Speaking in Parliament in support of so-called “shooting galleries” where addicts can inject heroin away from the streets, Kemptown MP Lloyd Russell-Moyle said: “One of the clearest failings in public policy has been the war on drugs.

“Treating addicts as criminals has clearly failed; it does not work.

“People who advocate for cracking down are advocating for the deaths of sons, daughters, friends and family members. That is the cruel reality.

“We hear time and again that people do not want these things in their backyard. The reality is that they are in people’s backyards—quite literally.

“I remember canvassing up flights of stairs in tower blocks, and people were shooting up right in front of me.

“They had nowhere to go and no support was offered. The only thing we can do is ring the police, but we know that in a day or so the revolving door will start again.

“How does that help with the pressure on our police? How does that help with the pressures on our communities? The reality is that it does not.”

Mr Russell-Moyle argued that in Sydney, where drug consumption rooms have been trialled for ten years, and Portugal, where treatment for addicts is favoured over prosecution, the harm caused by drugs has greatly decreased.

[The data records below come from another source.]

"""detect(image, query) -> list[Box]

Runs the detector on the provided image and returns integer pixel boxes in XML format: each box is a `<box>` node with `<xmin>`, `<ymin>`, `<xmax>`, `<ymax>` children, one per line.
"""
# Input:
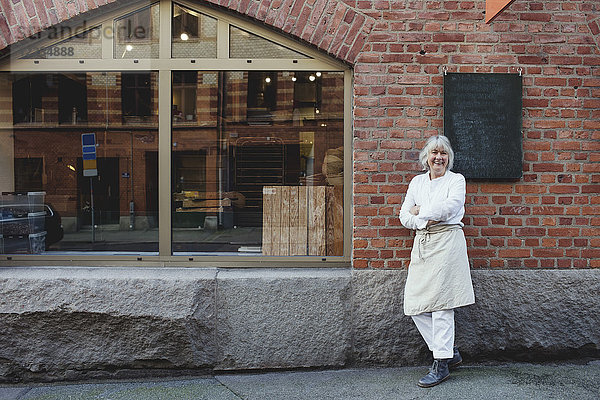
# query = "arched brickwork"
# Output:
<box><xmin>0</xmin><ymin>0</ymin><xmax>374</xmax><ymax>64</ymax></box>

A former undercover police officer and the mother of a girl who died after taking ecstasy will argue that drugs should be legalised at a debate on Thursday.

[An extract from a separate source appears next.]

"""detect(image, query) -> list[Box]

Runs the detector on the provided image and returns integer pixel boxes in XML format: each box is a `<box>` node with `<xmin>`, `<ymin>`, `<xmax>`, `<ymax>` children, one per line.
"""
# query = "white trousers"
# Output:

Anne-Marie Cockburn, whose daughter Martha, died at the age of 14 after taking 91 per cent pure ecstasy, argues that legalising drugs could have saved her daughter.

She said: “I believe that my daughter would still be alive today had she taken something that was legally regulated – as it would be labelled with a list of ingredients and recommended dosage.

“No responsible parent wants to think of their child taking drugs, but I’d rather deal with the ramifications of a teenager high on drugs than a dead one.”

Neil Woods, who worked as an undercover officer tackling drugs in Sussex and now campaigns for legalisation with the group Law Enforcement Against Prohibition, will also be at the public event organised by Anyone’s Child: Families for Safer Drug Control at the Indigo Restaurant at The Ardington Hotel in Worthing at 7pm,

He said: “It will be good to explain the reality of the drug war in one of the busiest illicit markets in the country.”